"The deeper your faith is - and by deeper I mean more intelligent, more informed - the more in harmony with others you will be," he argued. "A deep faith does not lead to clashes."
Prince Ghazi characterised the "Common Word" letter as "an extended global handshake" or religious goodwill, friendship and inter-religious peace. He said it was not intended to "trick Christians or force Muslim theology on them or even to convert them to Islam".
"Neither was it intended," he added, "to reduce both our religions to an artificial union based on the two commandments."
A few of the main concerns raised by Christian theologians - including R Albert Mohler Jr, president of the Southern Baptist Theological Seminary and John Piper, pastor at Bethlehem Baptist Church - in their criticism of the Christian response letter were also addressed on Tuesday, during the first conference panel.
Earlier in the year, Mohler expressed his concerns that claims in the Christian letter did not "clearly define the Christian understanding of God as the Trinity". He also said he could not see why the letter had apologised for the Crusades, noting that he was "very thankful that the Muslim effort to reach a conquest of Europe was unsuccessful".
Piper also argued that what was missing from the Christian document was "a clear statement about what Christianity really is and how we can come together to talk with Muslims from our unique, distinctive, biblical standpoint". He further rejected the letter's emphasis on the common ground of the love of God, arguing that the love of God for Christians is starkly different from that of Islam.

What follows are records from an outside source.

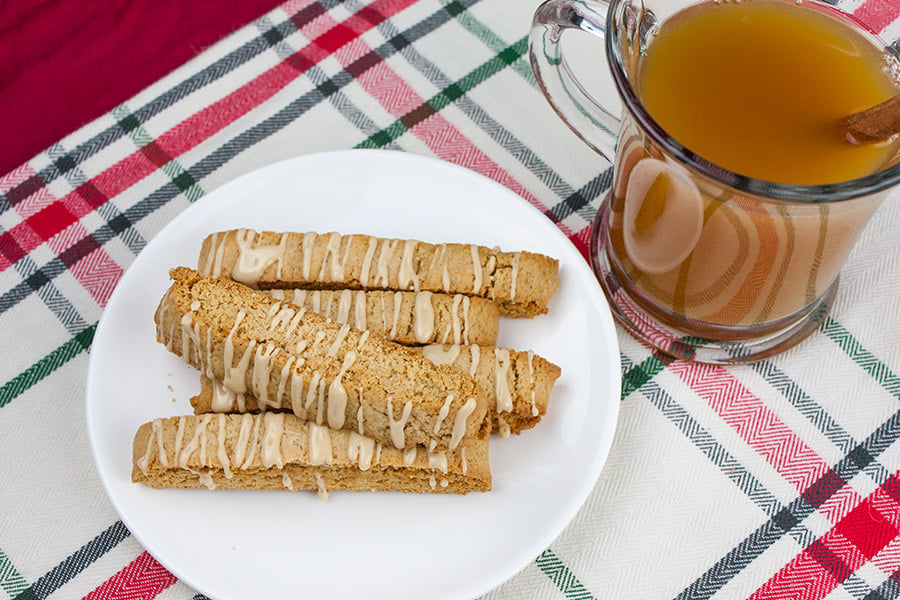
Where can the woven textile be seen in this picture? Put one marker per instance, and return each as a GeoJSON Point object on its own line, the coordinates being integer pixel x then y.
{"type": "Point", "coordinates": [776, 480]}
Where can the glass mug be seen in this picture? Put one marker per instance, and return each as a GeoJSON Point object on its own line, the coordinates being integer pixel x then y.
{"type": "Point", "coordinates": [734, 269]}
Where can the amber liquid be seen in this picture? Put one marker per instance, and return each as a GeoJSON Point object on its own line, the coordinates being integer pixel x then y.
{"type": "Point", "coordinates": [758, 87]}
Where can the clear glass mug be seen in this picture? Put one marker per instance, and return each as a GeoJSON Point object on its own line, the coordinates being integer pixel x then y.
{"type": "Point", "coordinates": [739, 269]}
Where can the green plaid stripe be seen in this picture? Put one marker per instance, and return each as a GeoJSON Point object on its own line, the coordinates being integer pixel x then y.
{"type": "Point", "coordinates": [47, 365]}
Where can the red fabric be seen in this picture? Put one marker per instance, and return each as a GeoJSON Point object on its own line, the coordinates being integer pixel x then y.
{"type": "Point", "coordinates": [65, 62]}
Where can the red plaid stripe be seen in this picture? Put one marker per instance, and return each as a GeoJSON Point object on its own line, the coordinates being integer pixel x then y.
{"type": "Point", "coordinates": [765, 432]}
{"type": "Point", "coordinates": [144, 577]}
{"type": "Point", "coordinates": [866, 533]}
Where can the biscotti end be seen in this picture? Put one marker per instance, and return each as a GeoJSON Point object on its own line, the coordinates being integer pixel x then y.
{"type": "Point", "coordinates": [524, 283]}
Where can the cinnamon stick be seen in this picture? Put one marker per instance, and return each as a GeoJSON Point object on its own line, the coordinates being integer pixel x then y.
{"type": "Point", "coordinates": [874, 124]}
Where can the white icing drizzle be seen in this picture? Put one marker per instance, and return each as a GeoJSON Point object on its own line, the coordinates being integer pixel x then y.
{"type": "Point", "coordinates": [322, 492]}
{"type": "Point", "coordinates": [283, 379]}
{"type": "Point", "coordinates": [320, 335]}
{"type": "Point", "coordinates": [514, 276]}
{"type": "Point", "coordinates": [240, 448]}
{"type": "Point", "coordinates": [320, 452]}
{"type": "Point", "coordinates": [190, 333]}
{"type": "Point", "coordinates": [504, 427]}
{"type": "Point", "coordinates": [465, 320]}
{"type": "Point", "coordinates": [442, 414]}
{"type": "Point", "coordinates": [207, 480]}
{"type": "Point", "coordinates": [398, 301]}
{"type": "Point", "coordinates": [367, 262]}
{"type": "Point", "coordinates": [294, 323]}
{"type": "Point", "coordinates": [312, 390]}
{"type": "Point", "coordinates": [345, 301]}
{"type": "Point", "coordinates": [501, 385]}
{"type": "Point", "coordinates": [309, 243]}
{"type": "Point", "coordinates": [253, 442]}
{"type": "Point", "coordinates": [407, 278]}
{"type": "Point", "coordinates": [220, 448]}
{"type": "Point", "coordinates": [476, 270]}
{"type": "Point", "coordinates": [231, 374]}
{"type": "Point", "coordinates": [271, 444]}
{"type": "Point", "coordinates": [220, 256]}
{"type": "Point", "coordinates": [492, 266]}
{"type": "Point", "coordinates": [383, 313]}
{"type": "Point", "coordinates": [530, 355]}
{"type": "Point", "coordinates": [223, 399]}
{"type": "Point", "coordinates": [359, 310]}
{"type": "Point", "coordinates": [297, 395]}
{"type": "Point", "coordinates": [262, 371]}
{"type": "Point", "coordinates": [332, 251]}
{"type": "Point", "coordinates": [475, 356]}
{"type": "Point", "coordinates": [279, 317]}
{"type": "Point", "coordinates": [424, 317]}
{"type": "Point", "coordinates": [384, 259]}
{"type": "Point", "coordinates": [337, 394]}
{"type": "Point", "coordinates": [338, 340]}
{"type": "Point", "coordinates": [179, 437]}
{"type": "Point", "coordinates": [459, 423]}
{"type": "Point", "coordinates": [441, 355]}
{"type": "Point", "coordinates": [208, 370]}
{"type": "Point", "coordinates": [362, 339]}
{"type": "Point", "coordinates": [398, 437]}
{"type": "Point", "coordinates": [155, 432]}
{"type": "Point", "coordinates": [252, 259]}
{"type": "Point", "coordinates": [361, 450]}
{"type": "Point", "coordinates": [438, 461]}
{"type": "Point", "coordinates": [454, 319]}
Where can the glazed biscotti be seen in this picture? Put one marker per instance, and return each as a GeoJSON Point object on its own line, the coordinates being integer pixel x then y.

But speaking on the topic "God is Loving", Christian panellists asserted their beliefs in the divinity of Jesus and the Triune God as necessary in understanding God as love.
"The centrality of love in Christian revelation ... stems directly from the startling fact that the revelation of God is in Christ," said the Rev David Burrell, Hesburgh Professor of Philosophy and Theology at the University of Notre Dame.
"So the telling similarity-come-difference of Islam and Christianity can be displayed in the parallel formulae: Christians believe that Jesus is the word of God made human while Muslims believe the Qu'ran to be the word of God made book."
Volf read from 1 John 4: 7-12, emphasising that Christians believe "God is love" as the basic claim and "God is loving" as the secondary claim.
God's love is not reactive, explained Volf, but originary. He went on to say that creation is the result of the already existing love of God.
He also affirmed that Christian belief in God's love cannot be understood apart from a Triune God: "God is the source; God is the word; God is the breath" or "God is the Father, God is the Son and God is the Holy Spirit.
"That is important for us as Christians because when we say that God is love, God can be love, self-giving love, only if God is internally self-differentiated. Because otherwise God would end up being the one who loves simply himself."
Other notable evangelicals participating in the panels included Geoff Tunnicliffe, international director of the World Evangelical Alliance, and Leith Anderson, president of the National Association of Evangelicals.
Tunnicliffe spoke on the subject of "Love and World Poverty" on Wednesday and is scheduled to deliver closing remarks on Thursday.